When it comes to marriage, Riley says that differences of race and culture are increasingly seen as superficial. Differences over religion are another matter. Religious beliefs and feelings, often deep-seated, can come to the fore when interfaith couples plan their wedding or welcome their first child.
Riley does not seek to discourage interfaith marriages. Rather, she hopes to make people aware of the powerful hold exerted by religious traditions, even on those who have stopped practicing their faith. Few people are aware of the problem. She says: “Interfaith couples tend to marry without thinking through the practical implications of their religious differences.”
Why does this matter? Research suggests that interfaith couples are often less happy and their unions less stable than same faith couples. They are also more vulnerable to divorce. They are less likely to raise their children religiously, which can lead to a general waning of religious traditions. Riley regrets this development, because America’s religious communities have contributed significantly to the country’s “generosity and compassion.”
Much of the book draws on an Interfaith Marriage Survey that Riley commissioned in order to make comparisons between interfaith and same faith couples. Her survey found that interfaith marriage in the U.S. is on the rise, with an interfaith marriage rate of 42%. Jews are the most likely and Mormons the least likely to marry members of other faiths. (Among married Catholics, about 28% have a non-Catholic spouse, according to a study from the Center for Applied Research in the Apostolate.)
The book covers the hard topics: dating; planning an interfaith wedding; raising children; celebrating holidays; divorce; and congregational attitudes towards interfaith couples. All are difficult, but deciding how to raise the children is probably the most perplexing issue that interfaith couples face. Riley’s interviews with interfaith parents, enlightening and sometimes heartbreaking, confirm that in many instances neither parent is the “winner.”
It’s hard to argue with Riley’s conclusion that interfaith couples should discuss their religious differences before the wedding. They need to get over their starry-eyed naiveté that love will conquer all and think in practical terms about what their faith differences will mean.
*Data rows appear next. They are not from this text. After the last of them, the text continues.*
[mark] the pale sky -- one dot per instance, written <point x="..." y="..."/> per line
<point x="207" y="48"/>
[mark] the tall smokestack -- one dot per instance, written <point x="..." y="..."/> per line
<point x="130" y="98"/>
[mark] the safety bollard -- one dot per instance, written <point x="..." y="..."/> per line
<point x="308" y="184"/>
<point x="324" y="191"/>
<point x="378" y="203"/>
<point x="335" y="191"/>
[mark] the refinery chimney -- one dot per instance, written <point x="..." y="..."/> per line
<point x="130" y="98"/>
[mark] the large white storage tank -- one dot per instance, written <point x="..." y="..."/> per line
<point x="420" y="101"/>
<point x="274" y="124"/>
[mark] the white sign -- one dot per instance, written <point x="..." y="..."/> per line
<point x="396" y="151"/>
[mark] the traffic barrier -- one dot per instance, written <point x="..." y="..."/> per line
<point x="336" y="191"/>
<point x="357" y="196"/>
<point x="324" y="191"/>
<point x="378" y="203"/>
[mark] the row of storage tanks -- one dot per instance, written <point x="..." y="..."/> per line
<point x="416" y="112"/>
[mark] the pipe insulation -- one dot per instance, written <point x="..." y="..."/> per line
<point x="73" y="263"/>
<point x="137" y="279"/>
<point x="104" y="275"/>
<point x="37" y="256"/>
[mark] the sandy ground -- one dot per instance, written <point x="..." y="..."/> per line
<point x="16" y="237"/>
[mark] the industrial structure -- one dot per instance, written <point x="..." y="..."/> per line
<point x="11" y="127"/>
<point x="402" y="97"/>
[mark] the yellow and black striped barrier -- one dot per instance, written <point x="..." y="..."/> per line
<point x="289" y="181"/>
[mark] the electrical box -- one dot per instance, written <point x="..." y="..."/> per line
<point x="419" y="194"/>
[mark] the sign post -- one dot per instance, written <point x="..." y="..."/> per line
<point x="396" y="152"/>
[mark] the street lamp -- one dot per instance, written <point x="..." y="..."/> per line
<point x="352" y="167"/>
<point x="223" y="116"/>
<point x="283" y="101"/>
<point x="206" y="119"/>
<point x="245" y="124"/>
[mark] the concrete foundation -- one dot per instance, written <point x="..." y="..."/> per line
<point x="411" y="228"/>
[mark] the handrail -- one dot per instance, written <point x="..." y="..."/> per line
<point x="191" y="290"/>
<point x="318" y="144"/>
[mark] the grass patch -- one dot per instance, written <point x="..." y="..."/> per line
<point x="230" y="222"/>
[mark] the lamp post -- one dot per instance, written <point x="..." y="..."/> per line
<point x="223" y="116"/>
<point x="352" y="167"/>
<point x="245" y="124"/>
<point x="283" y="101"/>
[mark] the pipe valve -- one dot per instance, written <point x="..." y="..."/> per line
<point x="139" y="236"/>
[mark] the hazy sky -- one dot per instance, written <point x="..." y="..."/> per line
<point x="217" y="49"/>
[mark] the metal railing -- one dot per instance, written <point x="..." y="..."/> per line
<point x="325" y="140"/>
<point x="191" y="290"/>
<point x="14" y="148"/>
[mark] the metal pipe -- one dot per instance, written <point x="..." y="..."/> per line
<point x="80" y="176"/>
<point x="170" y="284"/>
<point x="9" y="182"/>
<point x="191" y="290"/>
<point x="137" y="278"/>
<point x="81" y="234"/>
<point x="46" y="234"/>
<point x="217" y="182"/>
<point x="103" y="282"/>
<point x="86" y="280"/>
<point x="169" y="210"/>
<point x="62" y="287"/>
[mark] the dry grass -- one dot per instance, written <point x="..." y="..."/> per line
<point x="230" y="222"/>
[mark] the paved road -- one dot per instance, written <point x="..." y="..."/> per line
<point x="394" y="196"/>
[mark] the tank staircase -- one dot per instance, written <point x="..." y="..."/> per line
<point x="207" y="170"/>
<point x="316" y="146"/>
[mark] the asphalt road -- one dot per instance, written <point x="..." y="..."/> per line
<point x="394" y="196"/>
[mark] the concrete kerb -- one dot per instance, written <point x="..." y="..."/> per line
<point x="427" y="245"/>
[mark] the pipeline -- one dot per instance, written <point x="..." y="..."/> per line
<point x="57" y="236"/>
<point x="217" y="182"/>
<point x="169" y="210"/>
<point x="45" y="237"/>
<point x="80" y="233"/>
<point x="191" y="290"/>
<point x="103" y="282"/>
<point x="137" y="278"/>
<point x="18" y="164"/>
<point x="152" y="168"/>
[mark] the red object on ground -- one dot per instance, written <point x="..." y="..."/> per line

It’s doubtful, however, that many couples are equipped—or motivated—to begin and sustain such a conversation. Here is where those who prepare couples for marriage can play a vital role. Clergy and other ministers can help couples to begin the dialogue, perhaps by offering questions and carefully leading them to tackle the tough issues, such as children. While interfaith couples need much the same assistance as same faith couples, they also need help that is specifically suited to their situation. If interfaith couples and religious leaders need convincing, ‘Til Faith Do Us Part is a good place to start.